FAQ

Esclareça suas dúvidas

O fator de enturmação na escola continua sendo a faixa etária. Como educadores respeitamos a individualidade das crianças mas, acreditamos que o melhor a ser feito por elas é oferecer os estímulos adequados para cada idade. Desta forma, não orientamos que os pais adiantem seus filhos.

A nova legislação (Lei Federal nº 11.114/05) estabelece a obrigatoriedade da matrícula de todos os educandos, a partir dos seis anos de idade, no Ensino Fundamental, ampliando a duração de oito anos para nove anos para todas as redes de ensino.
Do ponto de vista pedagógico, a mudança beneficia principalmente os alunos da rede pública que, em sua maioria, só tinham acesso à educação formal, a partir dos sete anos. Com o tempo da criança na escola, são maiores as oportunidades de aprendizagem no período de escolarização obrigatória.
O que altera na verdade é a nomenclatura. O antigo 3º Período Infantil passará a ser 1ª série (série inicial) do Ensino Fundamental.
A 1ª série do Ensino Fundamental para crianças de seis anos corresponde INTEGRALMENTE EM CURRÍCULO, CARGA HORÁRIA E ESPAÇO FÍSICO ao 3º Período.
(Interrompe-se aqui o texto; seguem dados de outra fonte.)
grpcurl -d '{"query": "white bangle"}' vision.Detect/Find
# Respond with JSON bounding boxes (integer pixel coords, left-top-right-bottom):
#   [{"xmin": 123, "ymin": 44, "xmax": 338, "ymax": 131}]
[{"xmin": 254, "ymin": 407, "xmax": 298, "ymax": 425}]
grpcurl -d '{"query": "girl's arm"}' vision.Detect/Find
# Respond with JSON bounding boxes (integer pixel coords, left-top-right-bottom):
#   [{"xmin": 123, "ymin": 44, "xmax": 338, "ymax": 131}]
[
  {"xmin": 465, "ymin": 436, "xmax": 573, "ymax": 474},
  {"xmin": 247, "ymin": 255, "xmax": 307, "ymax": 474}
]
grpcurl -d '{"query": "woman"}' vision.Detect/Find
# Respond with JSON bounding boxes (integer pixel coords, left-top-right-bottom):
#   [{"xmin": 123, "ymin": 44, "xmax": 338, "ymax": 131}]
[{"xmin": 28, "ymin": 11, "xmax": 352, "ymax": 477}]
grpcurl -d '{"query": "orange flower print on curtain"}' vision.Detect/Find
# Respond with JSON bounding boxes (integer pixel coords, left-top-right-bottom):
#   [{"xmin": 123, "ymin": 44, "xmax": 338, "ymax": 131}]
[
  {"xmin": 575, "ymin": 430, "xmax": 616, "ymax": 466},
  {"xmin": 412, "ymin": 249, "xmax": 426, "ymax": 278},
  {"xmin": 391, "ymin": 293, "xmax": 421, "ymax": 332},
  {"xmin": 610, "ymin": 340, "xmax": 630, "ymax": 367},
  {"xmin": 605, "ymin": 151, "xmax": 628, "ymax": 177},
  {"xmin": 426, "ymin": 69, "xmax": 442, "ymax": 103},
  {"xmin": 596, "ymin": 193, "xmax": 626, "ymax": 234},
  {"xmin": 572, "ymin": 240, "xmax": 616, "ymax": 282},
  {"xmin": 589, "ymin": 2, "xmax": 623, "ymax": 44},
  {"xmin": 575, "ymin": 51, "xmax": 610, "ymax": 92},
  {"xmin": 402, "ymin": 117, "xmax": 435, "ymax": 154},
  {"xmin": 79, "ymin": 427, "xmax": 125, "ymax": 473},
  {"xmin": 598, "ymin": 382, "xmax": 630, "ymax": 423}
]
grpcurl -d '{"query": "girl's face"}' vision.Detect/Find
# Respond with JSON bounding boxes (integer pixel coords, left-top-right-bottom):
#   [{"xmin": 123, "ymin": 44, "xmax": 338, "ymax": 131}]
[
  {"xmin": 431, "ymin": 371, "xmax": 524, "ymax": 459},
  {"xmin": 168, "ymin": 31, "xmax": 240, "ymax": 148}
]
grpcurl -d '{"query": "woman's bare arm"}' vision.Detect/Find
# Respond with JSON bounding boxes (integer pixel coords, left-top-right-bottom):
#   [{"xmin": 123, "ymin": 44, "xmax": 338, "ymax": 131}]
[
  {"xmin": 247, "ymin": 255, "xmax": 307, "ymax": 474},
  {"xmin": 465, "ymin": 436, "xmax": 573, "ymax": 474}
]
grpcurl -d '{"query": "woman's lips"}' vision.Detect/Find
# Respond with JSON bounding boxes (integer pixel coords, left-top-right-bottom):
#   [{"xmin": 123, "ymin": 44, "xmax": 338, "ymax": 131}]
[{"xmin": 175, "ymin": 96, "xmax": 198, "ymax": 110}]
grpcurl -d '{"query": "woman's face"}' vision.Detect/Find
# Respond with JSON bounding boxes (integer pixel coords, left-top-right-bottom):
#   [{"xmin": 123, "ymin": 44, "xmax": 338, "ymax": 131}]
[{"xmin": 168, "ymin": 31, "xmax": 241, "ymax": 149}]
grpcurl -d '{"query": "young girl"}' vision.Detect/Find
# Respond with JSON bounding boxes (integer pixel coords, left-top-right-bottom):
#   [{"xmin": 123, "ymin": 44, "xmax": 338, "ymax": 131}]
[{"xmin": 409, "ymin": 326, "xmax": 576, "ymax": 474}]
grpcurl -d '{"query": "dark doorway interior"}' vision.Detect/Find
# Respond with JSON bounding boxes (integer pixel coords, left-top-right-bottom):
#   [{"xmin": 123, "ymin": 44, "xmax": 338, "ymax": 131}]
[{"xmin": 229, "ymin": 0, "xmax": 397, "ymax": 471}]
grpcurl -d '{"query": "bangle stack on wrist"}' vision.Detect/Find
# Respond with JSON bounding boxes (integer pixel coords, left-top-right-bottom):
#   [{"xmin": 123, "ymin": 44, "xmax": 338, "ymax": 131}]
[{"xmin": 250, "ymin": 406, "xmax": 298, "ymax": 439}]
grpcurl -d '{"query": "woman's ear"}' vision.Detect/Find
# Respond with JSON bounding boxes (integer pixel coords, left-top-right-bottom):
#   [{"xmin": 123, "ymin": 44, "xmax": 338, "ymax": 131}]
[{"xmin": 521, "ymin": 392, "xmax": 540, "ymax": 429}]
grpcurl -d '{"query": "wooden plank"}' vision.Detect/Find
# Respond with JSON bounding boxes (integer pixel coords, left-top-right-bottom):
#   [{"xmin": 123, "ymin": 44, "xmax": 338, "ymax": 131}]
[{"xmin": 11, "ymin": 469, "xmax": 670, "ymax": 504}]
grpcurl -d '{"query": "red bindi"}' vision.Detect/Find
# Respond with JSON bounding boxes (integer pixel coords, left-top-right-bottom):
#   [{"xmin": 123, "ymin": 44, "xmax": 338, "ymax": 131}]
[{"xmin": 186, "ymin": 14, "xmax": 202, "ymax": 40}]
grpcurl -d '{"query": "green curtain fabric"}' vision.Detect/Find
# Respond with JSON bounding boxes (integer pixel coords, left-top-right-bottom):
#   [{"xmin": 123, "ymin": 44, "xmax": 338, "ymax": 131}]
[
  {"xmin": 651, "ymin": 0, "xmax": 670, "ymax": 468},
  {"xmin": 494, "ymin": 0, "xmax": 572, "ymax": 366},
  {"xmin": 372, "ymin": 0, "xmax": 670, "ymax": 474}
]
Mesmo antes de saber ler e escrever convencionalmente, a criança tem suas próprias idéias de como ler e escrever. Ao compreendermos que a criança chega à escola trazendo muitos “saberes” sobre leitura e escrita, construídos a partir das suas vivências, estamos possibilitando que ela faça leituras e escritas segundo suas possibilidades e de acordo com os conhecimentos que foram construídos até aquele momento.
As pesquisas realizadas por Emília Ferreiro, mostram-nos que a criança aprende a ler e a escrever por que é desafiada a confrontar suas hipóteses sobre leitura e escrita com outras possibilidades (convencionais) que serão oferecidas pelo professor.
Segundo Emília Ferreiro, a criança avança dentro das seguintes fases:

-Icônica: a criança acha que escrever é desenhar o objeto, as pessoas, as coisas, etc;

-Pré-silábica: dá-se quando surge a necessidade de diferenciar escrita de desenho e do próprio objeto;

-Silábica: a criança descobre que a escrita não está relacionada ao próprio objeto, nem ao nome desse objeto, mas à fala. Para cada emissão de voz, coloca uma marca no papel. A criança percebe a fonética;

-Silábico-alfabética: avançando neste processo a criança passa por um momento de transição: ora escreve silabicamente, ora escreve alfabeticamente;

-Alfabética: a criança descobre a relação entre fonema e grafema. Ela escreve e lê, quando compreende as leis de composição interna do sistema de escrita e sua língua materna.